Paul could testify that the Macedonians gave beyond their ability.
When the collection is taken, we often mention that we are to give as we’ve prospered. There’s good reason for doing so; that’s Bible. “On the first day of every week, each one of you should set aside a sum of money in keeping with his income, saving it up, so that when I come no collection will have to be made” (1 Cor 16:2). Yet, that wasn’t exactly the way the Macedonians looked at things: they gave beyond their ability; they gave more than they really could afford to give.
God’s people have a long history of being liberal when it comes to giving. When Moses asked the children of Israel to bring items to build the tabernacle, the artisans went to Moses and said, “The people are bringing more than enough for doing the work of the LORD commanded to be done” (Ex 36:5). Notice what the earliest Christians did: “Selling their possessions and goods, they gave to anyone as he had need” (Acts 2:45).
How liberal are we? When the collection plate comes around, are we being anything like the Macedonians? Are we able to find money to go to the movies, to go out and eat, to buy a new car, to buy new designer clothes, but unable to find but five dollars to stick in the collection plate? Are our priorities such that we can spend money on everything through the week, but we can’t find enough to help support the work of our Lord Jesus Christ?
A little boy came to church off the bus route—the boy lived in a run down house and his clothes were worn to a thread and he had very little in this world; he saw all the grown-ups putting money into the offering plate. He didn’t have anything to give but five marbles in his pocket; marbles that he highly valued. He reached in and put them in the plate! After the church service, one of the deacons asked the little boy if he wanted his marbles back. The little boy said, “Oh, no I gave them for Jesus.”

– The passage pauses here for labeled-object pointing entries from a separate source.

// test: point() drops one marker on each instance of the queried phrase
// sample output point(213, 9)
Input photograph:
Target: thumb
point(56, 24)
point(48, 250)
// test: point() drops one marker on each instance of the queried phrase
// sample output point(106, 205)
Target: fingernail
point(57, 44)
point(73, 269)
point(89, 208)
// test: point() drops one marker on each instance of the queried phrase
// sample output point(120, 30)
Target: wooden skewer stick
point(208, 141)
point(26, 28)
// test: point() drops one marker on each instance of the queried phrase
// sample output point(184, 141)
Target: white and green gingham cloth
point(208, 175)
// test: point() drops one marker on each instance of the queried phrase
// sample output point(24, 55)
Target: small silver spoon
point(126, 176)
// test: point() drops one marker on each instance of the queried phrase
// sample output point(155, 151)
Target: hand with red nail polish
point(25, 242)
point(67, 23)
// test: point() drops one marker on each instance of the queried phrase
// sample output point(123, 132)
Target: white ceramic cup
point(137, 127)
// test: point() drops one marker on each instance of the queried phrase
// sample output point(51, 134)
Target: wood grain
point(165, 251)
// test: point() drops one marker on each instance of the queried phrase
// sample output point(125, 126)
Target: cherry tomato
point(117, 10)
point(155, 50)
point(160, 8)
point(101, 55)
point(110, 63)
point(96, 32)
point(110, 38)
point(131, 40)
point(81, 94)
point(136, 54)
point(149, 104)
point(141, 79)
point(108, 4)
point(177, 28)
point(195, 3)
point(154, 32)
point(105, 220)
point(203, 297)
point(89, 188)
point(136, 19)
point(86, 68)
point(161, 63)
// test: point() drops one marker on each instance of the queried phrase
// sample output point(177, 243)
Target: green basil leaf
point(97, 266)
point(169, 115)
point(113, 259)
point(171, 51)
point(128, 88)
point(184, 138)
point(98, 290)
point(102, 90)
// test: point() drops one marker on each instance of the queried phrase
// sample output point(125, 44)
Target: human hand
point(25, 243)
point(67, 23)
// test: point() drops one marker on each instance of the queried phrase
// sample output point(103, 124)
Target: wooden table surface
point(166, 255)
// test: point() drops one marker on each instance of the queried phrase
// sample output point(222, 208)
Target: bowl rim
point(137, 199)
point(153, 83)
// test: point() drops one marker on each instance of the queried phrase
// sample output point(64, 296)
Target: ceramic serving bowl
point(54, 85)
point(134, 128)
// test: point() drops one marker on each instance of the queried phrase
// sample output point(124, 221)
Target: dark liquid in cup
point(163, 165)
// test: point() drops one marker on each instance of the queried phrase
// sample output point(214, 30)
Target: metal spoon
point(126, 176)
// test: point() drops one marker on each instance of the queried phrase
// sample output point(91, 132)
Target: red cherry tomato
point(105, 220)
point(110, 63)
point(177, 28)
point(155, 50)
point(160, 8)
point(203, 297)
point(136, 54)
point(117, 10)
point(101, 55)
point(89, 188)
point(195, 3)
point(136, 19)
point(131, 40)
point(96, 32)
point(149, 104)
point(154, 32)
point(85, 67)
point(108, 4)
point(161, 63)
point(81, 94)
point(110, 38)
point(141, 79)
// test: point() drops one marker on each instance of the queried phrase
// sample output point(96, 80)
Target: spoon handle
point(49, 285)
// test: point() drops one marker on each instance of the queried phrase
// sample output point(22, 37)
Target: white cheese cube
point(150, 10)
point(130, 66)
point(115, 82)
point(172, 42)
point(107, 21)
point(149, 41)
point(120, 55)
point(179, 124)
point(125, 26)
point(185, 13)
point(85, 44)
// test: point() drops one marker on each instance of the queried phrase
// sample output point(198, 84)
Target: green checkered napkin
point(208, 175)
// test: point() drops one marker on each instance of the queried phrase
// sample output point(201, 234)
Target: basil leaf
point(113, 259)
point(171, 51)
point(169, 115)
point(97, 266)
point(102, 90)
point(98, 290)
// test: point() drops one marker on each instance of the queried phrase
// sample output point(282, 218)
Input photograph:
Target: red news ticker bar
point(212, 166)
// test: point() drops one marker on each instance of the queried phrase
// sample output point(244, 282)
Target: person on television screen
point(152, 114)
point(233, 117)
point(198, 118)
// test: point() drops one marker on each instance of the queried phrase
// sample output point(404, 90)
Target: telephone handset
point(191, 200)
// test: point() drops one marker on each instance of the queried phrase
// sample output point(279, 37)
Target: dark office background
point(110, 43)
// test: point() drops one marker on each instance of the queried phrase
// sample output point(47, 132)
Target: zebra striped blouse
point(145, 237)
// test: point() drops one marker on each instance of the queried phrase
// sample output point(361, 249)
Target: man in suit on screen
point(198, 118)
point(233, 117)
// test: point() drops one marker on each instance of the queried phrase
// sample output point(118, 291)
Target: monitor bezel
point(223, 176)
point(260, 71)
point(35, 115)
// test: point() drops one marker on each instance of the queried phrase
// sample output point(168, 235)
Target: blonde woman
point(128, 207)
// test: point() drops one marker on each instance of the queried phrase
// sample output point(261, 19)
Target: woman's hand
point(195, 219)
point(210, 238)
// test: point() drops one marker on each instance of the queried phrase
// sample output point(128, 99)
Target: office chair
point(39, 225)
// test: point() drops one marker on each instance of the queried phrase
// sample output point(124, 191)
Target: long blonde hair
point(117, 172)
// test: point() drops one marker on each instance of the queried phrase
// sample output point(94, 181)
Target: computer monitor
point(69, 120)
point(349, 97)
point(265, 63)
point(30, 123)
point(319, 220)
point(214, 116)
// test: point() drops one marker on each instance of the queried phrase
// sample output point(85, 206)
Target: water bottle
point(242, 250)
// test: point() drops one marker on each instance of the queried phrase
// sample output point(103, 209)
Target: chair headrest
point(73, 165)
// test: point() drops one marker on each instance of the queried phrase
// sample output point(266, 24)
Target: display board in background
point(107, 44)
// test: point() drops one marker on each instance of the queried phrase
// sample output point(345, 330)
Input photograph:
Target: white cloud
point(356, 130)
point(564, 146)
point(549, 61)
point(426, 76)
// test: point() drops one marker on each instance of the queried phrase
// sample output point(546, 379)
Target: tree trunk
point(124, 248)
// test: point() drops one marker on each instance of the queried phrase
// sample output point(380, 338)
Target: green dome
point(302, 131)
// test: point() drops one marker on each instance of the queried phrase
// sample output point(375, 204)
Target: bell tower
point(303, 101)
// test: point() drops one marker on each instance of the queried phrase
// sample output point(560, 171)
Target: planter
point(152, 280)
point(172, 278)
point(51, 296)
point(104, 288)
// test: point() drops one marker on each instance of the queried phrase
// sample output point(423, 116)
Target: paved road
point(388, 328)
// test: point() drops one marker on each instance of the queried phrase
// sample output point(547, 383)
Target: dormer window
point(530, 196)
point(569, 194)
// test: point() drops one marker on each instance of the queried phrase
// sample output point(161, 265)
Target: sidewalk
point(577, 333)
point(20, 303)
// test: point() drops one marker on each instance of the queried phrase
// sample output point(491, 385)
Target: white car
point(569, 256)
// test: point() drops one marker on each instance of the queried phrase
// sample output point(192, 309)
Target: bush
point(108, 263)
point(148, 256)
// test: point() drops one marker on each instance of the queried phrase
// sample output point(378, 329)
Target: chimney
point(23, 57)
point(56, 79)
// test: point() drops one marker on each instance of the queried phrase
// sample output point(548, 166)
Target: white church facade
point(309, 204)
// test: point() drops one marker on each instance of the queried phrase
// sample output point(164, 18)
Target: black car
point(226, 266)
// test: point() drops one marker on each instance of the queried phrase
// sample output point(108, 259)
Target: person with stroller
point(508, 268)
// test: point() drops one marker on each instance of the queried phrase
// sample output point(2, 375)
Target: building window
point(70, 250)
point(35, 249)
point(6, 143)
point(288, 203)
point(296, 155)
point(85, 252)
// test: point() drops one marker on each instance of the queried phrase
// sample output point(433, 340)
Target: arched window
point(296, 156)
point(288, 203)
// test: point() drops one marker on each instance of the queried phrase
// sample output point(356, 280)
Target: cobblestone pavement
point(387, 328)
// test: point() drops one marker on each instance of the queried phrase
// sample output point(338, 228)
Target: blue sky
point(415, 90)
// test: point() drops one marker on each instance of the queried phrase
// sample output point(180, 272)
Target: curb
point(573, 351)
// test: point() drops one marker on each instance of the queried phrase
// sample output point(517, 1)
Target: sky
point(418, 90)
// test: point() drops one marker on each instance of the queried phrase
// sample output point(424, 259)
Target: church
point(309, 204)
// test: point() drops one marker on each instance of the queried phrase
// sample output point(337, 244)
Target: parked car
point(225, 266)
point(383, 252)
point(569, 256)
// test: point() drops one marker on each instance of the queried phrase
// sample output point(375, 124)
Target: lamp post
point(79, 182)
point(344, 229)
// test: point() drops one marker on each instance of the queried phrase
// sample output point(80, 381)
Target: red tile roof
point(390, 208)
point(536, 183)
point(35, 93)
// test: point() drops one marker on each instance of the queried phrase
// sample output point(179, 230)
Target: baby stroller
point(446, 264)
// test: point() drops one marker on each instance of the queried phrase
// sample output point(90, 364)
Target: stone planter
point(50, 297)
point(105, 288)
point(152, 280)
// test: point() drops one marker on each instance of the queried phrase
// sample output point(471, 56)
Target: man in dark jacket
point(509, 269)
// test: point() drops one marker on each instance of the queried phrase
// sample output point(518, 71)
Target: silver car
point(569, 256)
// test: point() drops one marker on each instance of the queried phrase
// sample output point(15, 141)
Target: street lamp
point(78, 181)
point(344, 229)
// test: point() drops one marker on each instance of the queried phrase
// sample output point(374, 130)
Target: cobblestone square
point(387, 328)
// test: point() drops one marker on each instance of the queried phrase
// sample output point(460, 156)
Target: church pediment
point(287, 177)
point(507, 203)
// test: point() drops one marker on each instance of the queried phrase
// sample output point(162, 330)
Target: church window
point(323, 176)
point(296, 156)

Isn’t that the attitude we need to have? No, we may not be wealthy. But, brethren, can’t we give what we have to the work of the Lord Jesus? Brethren, can’t we be a liberal church?
The Macedonians Were Longing, v 4
The Macedonians “urgently pleaded” with Paul and his co-workers to be able to give to this work. I get the picture that the Macedonians offered to give to the work in Judea, but that Paul, at first, refused their gift. yet, they begged Paul for the privilege of giving.
the Macedonians didn’t see giving as an act of worship to get done hurriedly so they could beat the Baptists up to the steak house for lunch; rather, they viewed it as a privilege—something they wanted to do.
How are we going to view giving—something which must be done to get the service over or something we really want to do?
How could we not—like the Macedonians—long to give?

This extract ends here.